People don't save because they are not disciplined. They make $40K a year and they spend $40K+ a year. They buy NEW cars rather than the $2,000 used model that I drove. They buy big houses they can barely afford, rather than the cheapest house that worked for them. They fancy new clothes and had the nicest home entertainment systems that their credit limits will allow instead of getting cheaper clothes or even used (gasp).

I've worked with immigrants that make minimum wage, support a family on that and still send $200 a month back to their country of origin, these people know how to handle money and how to save. On the flip side I've seen people who make $250K a year go through bankruptcy with over $1 million in debt because they don't have a clue and think they aren't "making enough."

The bottom line is you can save any time you want to and the MOST important time to start saving is EARLY in life due to power of compounding interest.
Good post!!
My high school business class teacher taught us the "rule of 72"- you divide the interest rate/return that you are receiving on savings/investments into 72 and the result will tell you the number of years until your money doubles. I started watching my money that way at that age, it became a game, a 40 year game!!! when you focus more on growing your savings more than spending all you have, good things happen over time.

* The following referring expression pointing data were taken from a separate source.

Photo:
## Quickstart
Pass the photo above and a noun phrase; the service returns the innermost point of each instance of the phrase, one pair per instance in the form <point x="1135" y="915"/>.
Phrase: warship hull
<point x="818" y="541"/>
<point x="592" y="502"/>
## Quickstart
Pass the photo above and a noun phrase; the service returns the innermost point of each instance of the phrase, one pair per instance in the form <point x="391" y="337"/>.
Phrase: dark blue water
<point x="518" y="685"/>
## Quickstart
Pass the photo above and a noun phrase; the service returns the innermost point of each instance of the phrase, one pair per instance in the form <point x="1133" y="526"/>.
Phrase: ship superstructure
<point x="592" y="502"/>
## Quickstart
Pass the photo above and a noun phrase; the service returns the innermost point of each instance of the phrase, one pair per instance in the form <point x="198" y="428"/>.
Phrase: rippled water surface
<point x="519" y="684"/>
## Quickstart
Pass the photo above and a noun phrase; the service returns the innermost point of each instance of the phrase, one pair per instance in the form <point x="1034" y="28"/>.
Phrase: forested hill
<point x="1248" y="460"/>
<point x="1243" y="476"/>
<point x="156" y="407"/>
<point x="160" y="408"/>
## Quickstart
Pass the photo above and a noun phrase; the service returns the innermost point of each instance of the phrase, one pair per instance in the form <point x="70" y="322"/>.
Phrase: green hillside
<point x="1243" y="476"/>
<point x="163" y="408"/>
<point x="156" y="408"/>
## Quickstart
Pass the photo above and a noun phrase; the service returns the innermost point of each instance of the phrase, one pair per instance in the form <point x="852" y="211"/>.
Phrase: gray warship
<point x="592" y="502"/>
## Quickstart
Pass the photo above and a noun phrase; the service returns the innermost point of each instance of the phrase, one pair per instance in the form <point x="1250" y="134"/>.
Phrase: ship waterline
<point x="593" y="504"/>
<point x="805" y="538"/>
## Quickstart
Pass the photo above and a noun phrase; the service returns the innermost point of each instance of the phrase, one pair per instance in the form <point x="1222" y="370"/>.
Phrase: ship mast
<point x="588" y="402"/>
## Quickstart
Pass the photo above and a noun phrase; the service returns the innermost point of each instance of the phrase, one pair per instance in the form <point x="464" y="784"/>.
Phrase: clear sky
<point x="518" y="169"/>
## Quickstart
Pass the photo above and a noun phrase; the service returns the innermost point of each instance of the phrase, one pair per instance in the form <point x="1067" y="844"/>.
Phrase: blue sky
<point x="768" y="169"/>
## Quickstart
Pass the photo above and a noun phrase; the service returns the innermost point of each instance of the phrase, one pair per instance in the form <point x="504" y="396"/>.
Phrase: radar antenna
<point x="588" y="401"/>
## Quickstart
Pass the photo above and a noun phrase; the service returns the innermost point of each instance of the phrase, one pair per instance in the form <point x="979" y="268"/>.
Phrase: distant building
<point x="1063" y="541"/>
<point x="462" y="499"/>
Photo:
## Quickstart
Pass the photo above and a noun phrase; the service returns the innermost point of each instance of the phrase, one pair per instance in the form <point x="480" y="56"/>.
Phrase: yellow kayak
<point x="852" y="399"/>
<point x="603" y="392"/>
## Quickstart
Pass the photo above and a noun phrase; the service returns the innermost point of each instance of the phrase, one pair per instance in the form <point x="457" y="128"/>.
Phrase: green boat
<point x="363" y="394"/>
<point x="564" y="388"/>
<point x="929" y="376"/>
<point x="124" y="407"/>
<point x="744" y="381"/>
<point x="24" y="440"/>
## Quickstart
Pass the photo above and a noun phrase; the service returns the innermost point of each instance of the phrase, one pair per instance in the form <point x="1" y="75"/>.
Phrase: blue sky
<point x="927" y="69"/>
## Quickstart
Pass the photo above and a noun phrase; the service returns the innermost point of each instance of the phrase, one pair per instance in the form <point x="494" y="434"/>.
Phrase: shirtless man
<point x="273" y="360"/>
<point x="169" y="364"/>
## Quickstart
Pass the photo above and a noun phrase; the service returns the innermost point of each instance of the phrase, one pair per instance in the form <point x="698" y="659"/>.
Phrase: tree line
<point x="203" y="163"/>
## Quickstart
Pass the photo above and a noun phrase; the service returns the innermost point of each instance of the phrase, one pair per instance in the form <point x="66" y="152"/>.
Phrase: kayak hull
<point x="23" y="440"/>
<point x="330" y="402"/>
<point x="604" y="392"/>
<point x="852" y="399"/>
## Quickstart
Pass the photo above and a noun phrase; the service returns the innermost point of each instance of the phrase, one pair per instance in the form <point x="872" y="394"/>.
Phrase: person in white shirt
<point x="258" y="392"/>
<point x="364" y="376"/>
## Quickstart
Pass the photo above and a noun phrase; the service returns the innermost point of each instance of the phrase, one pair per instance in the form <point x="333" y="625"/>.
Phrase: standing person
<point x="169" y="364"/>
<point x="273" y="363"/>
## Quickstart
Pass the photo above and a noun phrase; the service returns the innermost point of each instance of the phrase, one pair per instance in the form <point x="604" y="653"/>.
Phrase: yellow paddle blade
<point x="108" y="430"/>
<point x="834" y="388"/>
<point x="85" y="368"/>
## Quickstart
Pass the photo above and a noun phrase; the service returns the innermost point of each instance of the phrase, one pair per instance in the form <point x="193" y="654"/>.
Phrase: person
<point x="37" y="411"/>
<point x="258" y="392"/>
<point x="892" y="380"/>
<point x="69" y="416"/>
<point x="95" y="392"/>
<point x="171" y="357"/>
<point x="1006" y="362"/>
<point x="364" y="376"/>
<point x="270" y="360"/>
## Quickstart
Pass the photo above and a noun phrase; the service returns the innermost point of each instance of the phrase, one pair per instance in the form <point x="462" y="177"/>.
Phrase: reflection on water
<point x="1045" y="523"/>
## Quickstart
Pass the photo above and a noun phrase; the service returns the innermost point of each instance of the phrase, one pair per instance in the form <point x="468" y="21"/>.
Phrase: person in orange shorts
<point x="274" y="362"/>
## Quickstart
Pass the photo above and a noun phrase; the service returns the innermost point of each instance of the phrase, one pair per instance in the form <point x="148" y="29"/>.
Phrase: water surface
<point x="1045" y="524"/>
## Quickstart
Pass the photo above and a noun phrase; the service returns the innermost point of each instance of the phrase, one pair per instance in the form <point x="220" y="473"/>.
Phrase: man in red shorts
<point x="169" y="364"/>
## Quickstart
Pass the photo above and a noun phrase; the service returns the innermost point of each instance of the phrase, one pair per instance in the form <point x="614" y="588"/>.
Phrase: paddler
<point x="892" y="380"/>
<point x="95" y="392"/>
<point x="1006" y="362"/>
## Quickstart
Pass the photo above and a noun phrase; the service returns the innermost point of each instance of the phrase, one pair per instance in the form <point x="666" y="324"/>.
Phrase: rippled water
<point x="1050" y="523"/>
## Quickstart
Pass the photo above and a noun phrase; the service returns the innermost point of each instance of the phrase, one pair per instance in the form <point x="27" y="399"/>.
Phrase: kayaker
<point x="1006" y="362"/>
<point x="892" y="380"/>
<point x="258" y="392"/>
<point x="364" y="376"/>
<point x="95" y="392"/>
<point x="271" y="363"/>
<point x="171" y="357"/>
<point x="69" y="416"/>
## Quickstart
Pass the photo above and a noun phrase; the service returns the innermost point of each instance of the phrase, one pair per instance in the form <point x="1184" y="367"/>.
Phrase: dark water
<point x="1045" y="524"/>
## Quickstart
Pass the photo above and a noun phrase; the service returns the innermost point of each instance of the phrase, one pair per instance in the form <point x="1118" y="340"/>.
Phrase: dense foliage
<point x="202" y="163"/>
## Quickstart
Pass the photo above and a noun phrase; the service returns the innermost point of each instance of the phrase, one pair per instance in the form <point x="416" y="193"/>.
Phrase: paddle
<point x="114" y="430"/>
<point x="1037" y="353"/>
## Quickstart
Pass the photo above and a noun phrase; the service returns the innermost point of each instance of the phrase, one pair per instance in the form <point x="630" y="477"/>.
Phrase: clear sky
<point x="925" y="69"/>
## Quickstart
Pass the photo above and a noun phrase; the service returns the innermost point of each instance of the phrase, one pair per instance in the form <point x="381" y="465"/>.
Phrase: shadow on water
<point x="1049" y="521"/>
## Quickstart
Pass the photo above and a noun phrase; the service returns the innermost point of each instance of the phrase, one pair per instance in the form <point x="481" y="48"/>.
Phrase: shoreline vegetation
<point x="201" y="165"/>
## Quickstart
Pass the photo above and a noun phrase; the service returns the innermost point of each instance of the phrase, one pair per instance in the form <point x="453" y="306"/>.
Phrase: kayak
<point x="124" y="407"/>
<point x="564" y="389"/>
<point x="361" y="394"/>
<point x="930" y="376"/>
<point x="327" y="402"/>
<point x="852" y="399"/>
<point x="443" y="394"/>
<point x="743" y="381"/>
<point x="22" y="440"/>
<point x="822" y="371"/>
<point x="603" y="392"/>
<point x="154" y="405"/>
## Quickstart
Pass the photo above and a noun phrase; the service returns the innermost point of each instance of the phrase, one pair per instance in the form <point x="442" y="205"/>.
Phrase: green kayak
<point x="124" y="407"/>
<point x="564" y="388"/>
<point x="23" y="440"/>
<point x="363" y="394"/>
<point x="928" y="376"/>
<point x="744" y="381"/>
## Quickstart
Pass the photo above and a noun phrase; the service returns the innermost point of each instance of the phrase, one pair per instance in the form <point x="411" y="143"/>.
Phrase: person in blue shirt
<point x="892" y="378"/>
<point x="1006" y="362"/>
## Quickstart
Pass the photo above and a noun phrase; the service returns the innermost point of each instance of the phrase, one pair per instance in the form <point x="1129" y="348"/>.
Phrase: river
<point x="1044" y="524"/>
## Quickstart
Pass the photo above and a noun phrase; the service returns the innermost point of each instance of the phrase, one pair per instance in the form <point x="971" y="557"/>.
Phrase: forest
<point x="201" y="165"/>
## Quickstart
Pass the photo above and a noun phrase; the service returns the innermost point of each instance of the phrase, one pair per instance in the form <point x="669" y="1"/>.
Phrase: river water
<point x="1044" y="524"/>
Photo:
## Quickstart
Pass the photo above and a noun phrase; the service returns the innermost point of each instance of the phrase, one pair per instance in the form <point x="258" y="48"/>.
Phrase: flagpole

We have one of those blinged out >750k coaches that so many seem to be resentful of, it's paid for with cash!! and it cost a lot more than our house!! We think it's funny that folks think we buy these to say "look at me" yet we spent our whole careers living in less house than we could afford, driving less car than we could afford, saving our incomes, not showing them off. But now we've changed and are all about showing off??? It also helps to always have been the first one to work each day and the last one to leave, that gets noticed and rewarded.